Imagination all the way down
Starting Fluxcapacity (now Occipital) has been a learning process. So far, the most striking revelation was becoming aware of the fact that that I care immensely about the type of company that Occipital becomes.
Among other things, I need it to be the type of company that has a distant vision which stretches the imagination.
This type of company and its products should interact with customers emotionally as well as practically. Solve problems, but trigger something deeper along the way.
So far, I think that creating this type of company probably isn’t fundamentally different from most other types, but I do think it may shift priorities.
Oblong Industries is an example of a company that has a distant vision, and since their ideas served as the basis for the gestural computers in Minority Report, I think they certainly fit the imagination-stretching criteria. A few weeks back, I asked Kwin, one of Oblong’s founders, whether he any thoughts on what it takes to build this type of company.

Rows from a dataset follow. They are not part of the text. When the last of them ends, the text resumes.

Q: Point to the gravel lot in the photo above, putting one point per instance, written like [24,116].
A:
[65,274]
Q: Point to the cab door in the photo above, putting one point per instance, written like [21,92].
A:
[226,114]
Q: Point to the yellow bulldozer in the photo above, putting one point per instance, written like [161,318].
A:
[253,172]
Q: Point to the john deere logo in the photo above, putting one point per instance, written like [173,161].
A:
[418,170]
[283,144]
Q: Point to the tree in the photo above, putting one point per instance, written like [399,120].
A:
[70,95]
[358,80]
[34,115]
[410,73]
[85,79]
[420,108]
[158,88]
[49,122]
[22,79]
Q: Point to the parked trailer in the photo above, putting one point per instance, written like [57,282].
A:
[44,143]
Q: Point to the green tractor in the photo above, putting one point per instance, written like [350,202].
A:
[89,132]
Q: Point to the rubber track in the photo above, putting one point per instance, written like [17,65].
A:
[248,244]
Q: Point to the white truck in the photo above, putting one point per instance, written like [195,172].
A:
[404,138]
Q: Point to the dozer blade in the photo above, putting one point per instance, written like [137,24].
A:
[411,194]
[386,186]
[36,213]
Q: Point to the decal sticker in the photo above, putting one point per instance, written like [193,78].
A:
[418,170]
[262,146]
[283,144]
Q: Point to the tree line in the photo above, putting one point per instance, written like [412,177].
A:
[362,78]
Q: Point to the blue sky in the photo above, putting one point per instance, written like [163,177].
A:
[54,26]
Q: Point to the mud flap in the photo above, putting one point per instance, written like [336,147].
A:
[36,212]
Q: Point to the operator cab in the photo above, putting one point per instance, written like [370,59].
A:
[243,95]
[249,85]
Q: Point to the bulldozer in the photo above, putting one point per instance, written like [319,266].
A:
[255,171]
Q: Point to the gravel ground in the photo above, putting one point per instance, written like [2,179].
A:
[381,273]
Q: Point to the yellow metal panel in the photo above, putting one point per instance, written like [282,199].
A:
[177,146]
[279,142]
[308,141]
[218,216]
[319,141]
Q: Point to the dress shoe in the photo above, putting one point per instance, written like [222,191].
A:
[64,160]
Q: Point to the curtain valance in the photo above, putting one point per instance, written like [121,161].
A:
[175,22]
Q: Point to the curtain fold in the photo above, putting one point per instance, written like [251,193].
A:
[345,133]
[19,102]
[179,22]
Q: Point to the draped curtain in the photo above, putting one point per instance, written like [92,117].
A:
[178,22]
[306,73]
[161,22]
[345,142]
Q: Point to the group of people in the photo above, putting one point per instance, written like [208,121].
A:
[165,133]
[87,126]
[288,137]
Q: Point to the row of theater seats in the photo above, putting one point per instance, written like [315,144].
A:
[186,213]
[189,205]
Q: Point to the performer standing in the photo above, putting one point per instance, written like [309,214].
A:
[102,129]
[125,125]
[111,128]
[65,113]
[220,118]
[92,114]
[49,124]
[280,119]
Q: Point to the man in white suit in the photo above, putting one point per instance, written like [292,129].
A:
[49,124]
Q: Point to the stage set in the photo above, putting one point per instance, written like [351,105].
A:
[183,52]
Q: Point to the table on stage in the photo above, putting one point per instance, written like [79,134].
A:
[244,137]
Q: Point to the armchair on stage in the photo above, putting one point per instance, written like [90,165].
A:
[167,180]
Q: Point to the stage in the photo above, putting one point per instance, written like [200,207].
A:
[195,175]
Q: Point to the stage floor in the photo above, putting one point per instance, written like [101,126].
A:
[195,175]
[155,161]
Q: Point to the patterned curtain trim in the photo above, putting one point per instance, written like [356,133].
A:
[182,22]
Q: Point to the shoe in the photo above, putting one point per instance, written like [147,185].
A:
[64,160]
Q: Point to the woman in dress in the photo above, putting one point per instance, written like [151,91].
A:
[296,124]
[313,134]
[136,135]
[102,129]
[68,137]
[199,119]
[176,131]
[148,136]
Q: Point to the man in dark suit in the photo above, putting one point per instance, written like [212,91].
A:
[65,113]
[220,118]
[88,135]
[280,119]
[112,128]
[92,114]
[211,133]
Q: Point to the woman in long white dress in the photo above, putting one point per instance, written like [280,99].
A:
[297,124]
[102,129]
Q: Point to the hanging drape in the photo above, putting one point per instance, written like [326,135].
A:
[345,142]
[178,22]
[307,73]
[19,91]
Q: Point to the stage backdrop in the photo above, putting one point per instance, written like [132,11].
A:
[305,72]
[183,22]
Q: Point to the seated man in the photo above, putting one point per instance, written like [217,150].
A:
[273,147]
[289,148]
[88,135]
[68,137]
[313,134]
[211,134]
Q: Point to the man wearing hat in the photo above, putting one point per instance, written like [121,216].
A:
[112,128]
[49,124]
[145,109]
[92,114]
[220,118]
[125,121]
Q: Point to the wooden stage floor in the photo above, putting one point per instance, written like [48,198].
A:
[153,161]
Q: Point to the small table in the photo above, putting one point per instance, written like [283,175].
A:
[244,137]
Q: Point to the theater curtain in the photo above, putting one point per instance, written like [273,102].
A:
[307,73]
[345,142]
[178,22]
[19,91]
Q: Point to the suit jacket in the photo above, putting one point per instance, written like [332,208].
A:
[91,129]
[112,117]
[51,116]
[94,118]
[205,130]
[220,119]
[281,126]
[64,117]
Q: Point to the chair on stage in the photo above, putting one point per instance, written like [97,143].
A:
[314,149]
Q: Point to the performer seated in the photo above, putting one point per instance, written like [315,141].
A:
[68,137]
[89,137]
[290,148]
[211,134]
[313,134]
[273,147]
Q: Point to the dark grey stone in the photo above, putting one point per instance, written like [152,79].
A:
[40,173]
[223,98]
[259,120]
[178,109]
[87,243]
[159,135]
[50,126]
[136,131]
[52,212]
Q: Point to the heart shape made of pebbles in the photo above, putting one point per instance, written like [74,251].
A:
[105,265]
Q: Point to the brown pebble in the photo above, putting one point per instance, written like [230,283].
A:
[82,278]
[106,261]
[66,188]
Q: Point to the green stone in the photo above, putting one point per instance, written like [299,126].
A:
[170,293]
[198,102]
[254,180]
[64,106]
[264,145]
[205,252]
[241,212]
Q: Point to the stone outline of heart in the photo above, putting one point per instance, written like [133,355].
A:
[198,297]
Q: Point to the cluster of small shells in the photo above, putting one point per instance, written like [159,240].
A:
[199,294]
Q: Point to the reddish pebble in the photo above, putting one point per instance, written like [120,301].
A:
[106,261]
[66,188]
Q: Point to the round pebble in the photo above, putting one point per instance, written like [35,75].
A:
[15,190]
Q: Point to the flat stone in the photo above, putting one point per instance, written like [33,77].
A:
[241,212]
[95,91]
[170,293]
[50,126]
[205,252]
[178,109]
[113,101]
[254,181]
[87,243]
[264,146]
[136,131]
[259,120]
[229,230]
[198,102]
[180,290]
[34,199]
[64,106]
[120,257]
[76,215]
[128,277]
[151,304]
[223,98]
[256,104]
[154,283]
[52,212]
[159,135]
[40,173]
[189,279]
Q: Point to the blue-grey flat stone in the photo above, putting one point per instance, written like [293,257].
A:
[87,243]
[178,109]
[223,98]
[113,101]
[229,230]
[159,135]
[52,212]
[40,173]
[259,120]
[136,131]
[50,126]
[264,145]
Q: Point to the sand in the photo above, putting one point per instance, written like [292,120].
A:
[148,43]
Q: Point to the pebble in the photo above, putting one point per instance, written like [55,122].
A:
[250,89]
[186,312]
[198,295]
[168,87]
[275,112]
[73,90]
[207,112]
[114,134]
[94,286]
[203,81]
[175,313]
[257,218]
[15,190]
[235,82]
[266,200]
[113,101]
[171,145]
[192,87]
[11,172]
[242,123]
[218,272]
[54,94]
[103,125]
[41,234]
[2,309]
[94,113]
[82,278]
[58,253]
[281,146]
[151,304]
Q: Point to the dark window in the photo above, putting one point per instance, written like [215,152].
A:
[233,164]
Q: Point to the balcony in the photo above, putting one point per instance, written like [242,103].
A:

He came back with several observations, which I’ll summarize:
Getting backing from people who understand the vision for the company is crucial. Finding the right hires is a challenge; for it to work right, this needs to be their dream job. If you do hire correctly, imagination is abundant and diffuse, and not a limiting factor. Finding a balance between practical milestones and your goals on the other side of the universe is something that you will focus a lot of energy on, even obsess over. Even if you can find the right people, and the right balance, coordination overhead keeps the team size smaller than it might be. The major arcs remain in place, but the roadmap will probably go all over the place.
Each of these observations warrants further thought, but the first two are about the people. The investors and the employees. For the employees, Kwin said it should be their “dream job, ” which sounds parallel to how Randy Pausch felt about working for Disney, perhaps the company with the highest imagination quotient of all.
At U of M, long before Vikas and I started working together, I remember him remarking in a short speech on how the greatest thing about being part of Michigan’s engineering honor society was that he knew he could share his most far-fetched ideas with anyone in the group, and actually have a sensible conversation on the matter. Until recently, I didn’t really know why that particular statement stuck in my mind, but now I think it makes perfect sense: cultivating imagination is among the most important things to me.
It’s too early to say whether Occipital will be able to chase distant imaginative goals, but we will keep this objective close to the chest, and hold it with as much esteem as any of our other measures of success.